Ten slotte is vonnis bepaald.

2.De feiten

2.1.
[eiser] is eigenaar van een hond genaamd [naam hond 1] . [gedaagde] is eigenaar van twee honden genaamd [naam hond 2] en [naam hond 3] . De honden van partijen zijn van het ras Golden Retriever.
2.2.
Op 16 januari 2018 vond een hondentraining plaats waaraan [eiser] , [gedaagde] en [naam] (hierna: [naam] ) met hun honden deelnamen. Na afloop van deze training vond een incident plaats tussen de honden van [eiser] en [gedaagde] . Daarbij raakte [naam hond 1] gewond en liep [eiser] bijtwonden op.
2.3.
[eiser] heeft [gedaagde] aansprakelijk gesteld. [gedaagde] erkent geen aansprakelijkheid.
3. Het geschil
3.1.
[eiser] vordert, zoals verduidelijkt tijdens de mondelinge behandeling [1] , dat de rechtbank bij vonnis, voor zover mogelijk uitvoerbaar bij voorraad:
1. [gedaagde] veroordeelt tot betaling van € 32.700,34, vermeerderd met de wettelijke rente vanaf 18 januari 2018, althans vanaf een zodanige datum als de rechtbank in goede justitie vaststelt;
2. [gedaagde] veroordeelt in de kosten van deze procedure.
3.2.
[gedaagde] voert verweer.
3.3.
Op de stellingen van partijen wordt hierna, voor zover van belang, nader ingegaan.

4.De beoordeling

Rechtsmacht en toepasselijk recht
4.1.
[eiser] woont in België en [gedaagde] woont in Duitsland. Het incident vond plaats in Nederland. Gelet op het internationale karakter van deze zaak zal de rechtbank eerst ambtshalve beoordelen of zij rechtsmacht heeft en welk recht van toepassing is.
4.2.
Het geschil betreft een burgerlijke en handelszaak van na 10 januari 2015 en valt daarom onder het toepassingsbereik van de Verordening (EU) nummer 1215/2012 betreffende rechterlijke bevoegdheid, erkenning en tenuitvoerlegging van beslissingen in burgerlijke en handelszaken (hierna: Brussel I-bis).
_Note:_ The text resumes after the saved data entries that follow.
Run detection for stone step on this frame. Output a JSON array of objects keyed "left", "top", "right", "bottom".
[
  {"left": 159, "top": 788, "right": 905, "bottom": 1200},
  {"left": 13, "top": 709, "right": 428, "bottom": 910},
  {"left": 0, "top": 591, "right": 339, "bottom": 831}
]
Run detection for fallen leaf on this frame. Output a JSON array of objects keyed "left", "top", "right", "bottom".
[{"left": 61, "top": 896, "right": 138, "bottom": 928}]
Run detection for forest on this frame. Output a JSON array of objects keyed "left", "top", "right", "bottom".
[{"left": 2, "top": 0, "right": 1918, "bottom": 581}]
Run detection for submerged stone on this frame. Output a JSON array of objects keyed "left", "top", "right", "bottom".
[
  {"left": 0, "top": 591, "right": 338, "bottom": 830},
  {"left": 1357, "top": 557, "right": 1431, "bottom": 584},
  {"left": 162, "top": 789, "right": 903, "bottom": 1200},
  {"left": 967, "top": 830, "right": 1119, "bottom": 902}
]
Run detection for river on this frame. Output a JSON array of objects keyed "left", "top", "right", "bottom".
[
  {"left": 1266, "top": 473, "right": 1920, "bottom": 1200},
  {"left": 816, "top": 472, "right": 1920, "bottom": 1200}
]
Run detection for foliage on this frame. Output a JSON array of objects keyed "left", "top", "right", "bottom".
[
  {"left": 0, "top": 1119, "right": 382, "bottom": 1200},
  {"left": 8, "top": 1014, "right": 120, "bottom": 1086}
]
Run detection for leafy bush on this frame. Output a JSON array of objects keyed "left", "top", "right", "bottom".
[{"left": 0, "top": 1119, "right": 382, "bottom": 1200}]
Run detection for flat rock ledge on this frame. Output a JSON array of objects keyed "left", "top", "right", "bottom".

Aangezien het incident in Nederland plaatsvond, is op grond van artikel 7 lid 2 Brussel I-bis de Nederlandse rechter bevoegd om van de vordering van [eiser] kennis te nemen.
4.3.
Het geschil betreft een niet-contractuele verbintenis tussen partijen, zodat het toepasselijke recht moet worden beoordeeld aan de hand van de Verordening (EG) nummer 864/2007 van 11 juli 2007 betreffende het recht dat van toepassing is op niet-contractuele verbintenissen (hierna: Rome II). Aangezien het incident dat de schade zou hebben veroorzaakt zich in Nederland heeft voorgedaan, is op grond van artikel 4 lid 1 Rome II Nederlands recht van toepassing op deze zaak.
Grondslag vordering
4.4.
[eiser] legt aan zijn vorderingen ten grondslag dat [gedaagde] ten tijde van het incident bezitter van haar honden was en daarom aansprakelijk is voor de door deze dieren aangerichte schade op grond van risicoaansprakelijkheid. [eiser] spreekt [gedaagde] daarnaast aan wegens smaad dan wel laster op grond van onrechtmatige daad.
4.5.
[eiser] voert hiertoe – zakelijk weergegeven – aan dat [gedaagde] na afloop van de training zijn hond [naam hond 1] aaide. Dat was volgens [eiser] aanleiding voor de honden van [gedaagde] om tot de aanval over te gaan, want daarna heeft [naam hond 2] [naam hond 1] in de nek gebeten en heeft [naam hond 3] [naam hond 1] in de flank aangevallen. [eiser] stelt dat hij zich door deze aanval genoodzaakt zag [naam hond 1] te ontzetten waarbij hij door [naam hond 3] en [naam hond 2] bijtwonden in zijn beide armen en handen heeft opgelopen. [naam hond 2] beet vooral in zijn linker onderarm en [naam hond 3] in zijn rechter onderarm. Door de verwondingen die [naam hond 1] bij de aanval opliep, loopt hij nu mank en kan hij niet meer aan wedstrijden deelnemen. Daarnaast stelt [eiser] dat hij schade heeft geleden door valse uitlatingen van [gedaagde] dat [naam hond 1] , in strijd met de rasstandaard, de agressor was. Die uitlatingen zorgden ervoor dat de honden die hij fokt niet meer aantrekkelijk werden geacht voor het dekken of om aan te schaffen, aldus [eiser] . De schade bestaat volgens [eiser] uit materiële kosten, reiskosten, medische kosten, kosten voor huishoudelijke hulp, verlies aan verdienvermogen, gemiste inkomsten, reputatieschade en immateriële schade. De totale schade is € 32.700,34.
Verweer
4.6.
[gedaagde] betwist dat haar honden [naam hond 1] in de nek en [eiser] in zijn armen en handen hebben gebeten. Daarnaast betwist zij dat zij onrechtmatig heeft gehandeld jegens [eiser] . [gedaagde] betwist ook de (hoogte van de) schade. Tot slot stelt [gedaagde] zich op het standpunt dat sprake is van eigen schuld zijdens [eiser] waardoor een eventuele vergoedingsplicht geheel, althans grotendeels, moet komen te vervallen.
4.7.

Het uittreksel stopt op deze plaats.